Cooper has appeared before as a surrogate for the Biden-Harris 2024 campaign, speaking at the South Carolina Democratic Convention in April on the campaign’s behalf. He’s also been quoted in news stories about Biden’s chances in the state.

But Tuesday’s campaign call might have been Cooper’s highest-profile surrogate appearance yet.

Because North Carolina voters have largely leaned Republican at the federal level for the past few decades, elected Democrats here have generally maintained some distance from national Democratic figures.

Western Carolina University political science professor Chris Cooper says the governor, who can’t run again in 2024 due to term limits, has little to lose from a closer relationship.
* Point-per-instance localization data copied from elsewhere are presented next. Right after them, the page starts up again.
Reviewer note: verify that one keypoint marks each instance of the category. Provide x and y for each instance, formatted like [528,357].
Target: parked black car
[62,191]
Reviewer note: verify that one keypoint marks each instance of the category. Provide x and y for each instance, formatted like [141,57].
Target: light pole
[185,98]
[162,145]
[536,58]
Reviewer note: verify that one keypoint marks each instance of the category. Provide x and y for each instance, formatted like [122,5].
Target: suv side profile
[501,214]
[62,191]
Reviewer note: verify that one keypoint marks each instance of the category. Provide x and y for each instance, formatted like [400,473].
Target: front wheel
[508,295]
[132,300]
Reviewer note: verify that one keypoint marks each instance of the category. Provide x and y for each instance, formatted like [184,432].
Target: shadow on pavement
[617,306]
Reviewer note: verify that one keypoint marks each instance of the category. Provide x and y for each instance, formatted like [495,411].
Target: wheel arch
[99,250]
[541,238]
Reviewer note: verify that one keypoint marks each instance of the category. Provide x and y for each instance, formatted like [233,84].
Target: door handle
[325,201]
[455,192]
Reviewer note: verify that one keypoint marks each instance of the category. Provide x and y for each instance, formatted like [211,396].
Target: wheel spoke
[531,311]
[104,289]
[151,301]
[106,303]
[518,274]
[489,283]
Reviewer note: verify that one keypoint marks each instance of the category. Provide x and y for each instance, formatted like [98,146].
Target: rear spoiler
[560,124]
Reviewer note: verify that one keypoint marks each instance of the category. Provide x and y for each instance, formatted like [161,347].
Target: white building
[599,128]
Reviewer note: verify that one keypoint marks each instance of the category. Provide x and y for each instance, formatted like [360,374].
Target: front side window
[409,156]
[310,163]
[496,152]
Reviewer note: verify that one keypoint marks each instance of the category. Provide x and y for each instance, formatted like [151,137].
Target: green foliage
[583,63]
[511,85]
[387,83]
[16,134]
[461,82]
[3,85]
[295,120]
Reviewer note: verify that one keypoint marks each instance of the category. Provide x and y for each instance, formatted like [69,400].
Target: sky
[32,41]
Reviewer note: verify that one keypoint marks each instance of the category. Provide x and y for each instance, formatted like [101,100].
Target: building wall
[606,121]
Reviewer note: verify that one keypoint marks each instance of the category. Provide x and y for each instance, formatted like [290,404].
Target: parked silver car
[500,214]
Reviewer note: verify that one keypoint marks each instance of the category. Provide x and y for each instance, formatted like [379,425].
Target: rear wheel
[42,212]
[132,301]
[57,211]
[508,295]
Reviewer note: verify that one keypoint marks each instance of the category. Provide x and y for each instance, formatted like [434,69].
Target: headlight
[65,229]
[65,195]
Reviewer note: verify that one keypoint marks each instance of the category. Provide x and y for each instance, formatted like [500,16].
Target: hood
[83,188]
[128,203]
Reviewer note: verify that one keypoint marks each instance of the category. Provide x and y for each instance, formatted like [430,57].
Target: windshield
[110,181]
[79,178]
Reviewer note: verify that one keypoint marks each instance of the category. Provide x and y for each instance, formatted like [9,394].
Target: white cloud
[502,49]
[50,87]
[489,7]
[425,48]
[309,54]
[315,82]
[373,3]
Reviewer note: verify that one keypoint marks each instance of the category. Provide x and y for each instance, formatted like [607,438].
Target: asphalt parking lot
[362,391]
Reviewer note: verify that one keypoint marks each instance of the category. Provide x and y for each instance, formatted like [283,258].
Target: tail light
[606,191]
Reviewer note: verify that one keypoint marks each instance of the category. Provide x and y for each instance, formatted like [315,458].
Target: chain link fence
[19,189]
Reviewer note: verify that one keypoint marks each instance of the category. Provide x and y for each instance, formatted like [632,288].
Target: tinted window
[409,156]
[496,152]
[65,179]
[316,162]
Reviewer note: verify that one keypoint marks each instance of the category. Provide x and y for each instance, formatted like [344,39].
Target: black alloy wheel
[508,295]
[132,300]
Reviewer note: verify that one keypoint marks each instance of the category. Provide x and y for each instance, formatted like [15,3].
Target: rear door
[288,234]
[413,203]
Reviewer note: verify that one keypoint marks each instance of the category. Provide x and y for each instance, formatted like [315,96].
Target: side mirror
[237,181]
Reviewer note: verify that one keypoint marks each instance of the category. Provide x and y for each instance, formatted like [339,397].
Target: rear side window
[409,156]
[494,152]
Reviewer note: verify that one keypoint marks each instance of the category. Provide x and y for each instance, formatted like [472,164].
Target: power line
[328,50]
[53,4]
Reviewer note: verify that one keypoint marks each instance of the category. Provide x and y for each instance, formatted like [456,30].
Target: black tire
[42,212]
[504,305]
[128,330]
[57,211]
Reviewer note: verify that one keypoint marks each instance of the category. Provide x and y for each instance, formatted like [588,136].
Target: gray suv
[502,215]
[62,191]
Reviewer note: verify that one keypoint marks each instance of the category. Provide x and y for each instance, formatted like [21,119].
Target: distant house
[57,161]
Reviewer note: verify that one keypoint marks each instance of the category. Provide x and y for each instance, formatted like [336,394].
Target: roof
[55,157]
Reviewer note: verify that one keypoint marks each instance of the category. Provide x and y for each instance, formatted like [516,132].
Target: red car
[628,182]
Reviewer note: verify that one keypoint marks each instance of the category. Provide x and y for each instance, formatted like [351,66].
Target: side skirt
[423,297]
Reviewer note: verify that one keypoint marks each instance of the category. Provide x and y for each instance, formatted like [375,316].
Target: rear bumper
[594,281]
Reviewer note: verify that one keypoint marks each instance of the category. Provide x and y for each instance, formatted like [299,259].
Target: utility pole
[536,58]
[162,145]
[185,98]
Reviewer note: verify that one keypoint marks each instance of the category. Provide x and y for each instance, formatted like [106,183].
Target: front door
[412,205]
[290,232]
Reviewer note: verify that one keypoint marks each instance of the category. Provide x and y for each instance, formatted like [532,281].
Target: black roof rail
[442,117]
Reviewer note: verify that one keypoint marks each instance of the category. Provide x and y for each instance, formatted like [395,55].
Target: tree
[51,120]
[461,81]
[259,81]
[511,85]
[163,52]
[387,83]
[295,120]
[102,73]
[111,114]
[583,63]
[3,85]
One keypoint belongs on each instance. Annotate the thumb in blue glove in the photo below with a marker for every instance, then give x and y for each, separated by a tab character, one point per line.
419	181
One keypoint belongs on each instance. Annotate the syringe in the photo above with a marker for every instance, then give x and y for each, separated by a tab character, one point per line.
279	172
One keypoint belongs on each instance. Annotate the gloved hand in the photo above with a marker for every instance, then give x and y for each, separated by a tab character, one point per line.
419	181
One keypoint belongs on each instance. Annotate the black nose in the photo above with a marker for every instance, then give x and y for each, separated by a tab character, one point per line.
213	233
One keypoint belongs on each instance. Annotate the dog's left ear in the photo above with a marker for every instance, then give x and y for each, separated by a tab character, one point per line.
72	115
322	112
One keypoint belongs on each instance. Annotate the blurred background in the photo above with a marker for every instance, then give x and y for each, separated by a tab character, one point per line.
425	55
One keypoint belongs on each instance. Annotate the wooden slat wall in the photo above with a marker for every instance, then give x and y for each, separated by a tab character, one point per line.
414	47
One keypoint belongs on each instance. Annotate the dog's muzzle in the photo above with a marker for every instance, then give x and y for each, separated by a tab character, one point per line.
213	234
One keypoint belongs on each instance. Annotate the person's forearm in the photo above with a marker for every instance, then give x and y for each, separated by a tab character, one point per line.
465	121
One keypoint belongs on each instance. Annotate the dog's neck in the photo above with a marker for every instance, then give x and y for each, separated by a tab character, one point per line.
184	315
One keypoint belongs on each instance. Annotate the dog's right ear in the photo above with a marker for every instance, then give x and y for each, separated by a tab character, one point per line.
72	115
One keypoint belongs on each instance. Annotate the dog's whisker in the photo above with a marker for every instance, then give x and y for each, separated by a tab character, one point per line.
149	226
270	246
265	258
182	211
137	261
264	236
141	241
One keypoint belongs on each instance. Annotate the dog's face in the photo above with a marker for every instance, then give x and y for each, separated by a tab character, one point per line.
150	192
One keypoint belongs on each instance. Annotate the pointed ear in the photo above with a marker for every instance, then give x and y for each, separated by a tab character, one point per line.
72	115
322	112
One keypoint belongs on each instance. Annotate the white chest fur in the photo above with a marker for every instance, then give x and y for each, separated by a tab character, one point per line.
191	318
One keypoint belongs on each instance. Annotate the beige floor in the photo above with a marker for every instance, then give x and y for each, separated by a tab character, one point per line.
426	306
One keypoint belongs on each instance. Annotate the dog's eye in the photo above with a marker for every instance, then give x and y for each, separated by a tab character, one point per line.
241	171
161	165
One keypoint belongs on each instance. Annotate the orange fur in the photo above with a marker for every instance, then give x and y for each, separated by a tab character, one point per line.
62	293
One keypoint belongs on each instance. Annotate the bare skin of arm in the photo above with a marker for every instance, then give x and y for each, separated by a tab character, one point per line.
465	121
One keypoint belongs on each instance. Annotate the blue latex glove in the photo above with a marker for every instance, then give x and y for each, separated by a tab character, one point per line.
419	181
“He's told us that he's probably not done,” he told WRAL News. “I don't think he is going to go just surfing every weekend and kind of call it a day. I think this is somebody who has a political future, that there's a possibility of him being in a Biden administration.”

He added that the governor is also a logical choice for a Biden surrogate in what could be a very tough campaign https://www.wral.com/story/how-we-attack-the-wealth-divide-cooper-s-3-billion-push-for-clean-energy-jobs/21143382/year.

“Roy Cooper, along with Andy Beshear in Kentucky, is sort of looked at as a model for how Democrats can win in places that might not seem likely on a map,” he said. “I'd expect we're going to see more appearances from Roy Cooper over the next few months, not fewer.”

Sadie Weiner, the governor’s director of external affairs, declined to say whether the governor is hoping for a position in the next Biden administration. Asked about his motivations, Weiner said the governor is focused on “trying to get the president reelected and help stop the nightmare of another Trump presidency.”

Earlier this month, Cooper declined to discuss his plans for after the 2024 elections. “I don't even think about that,” he told WRAL.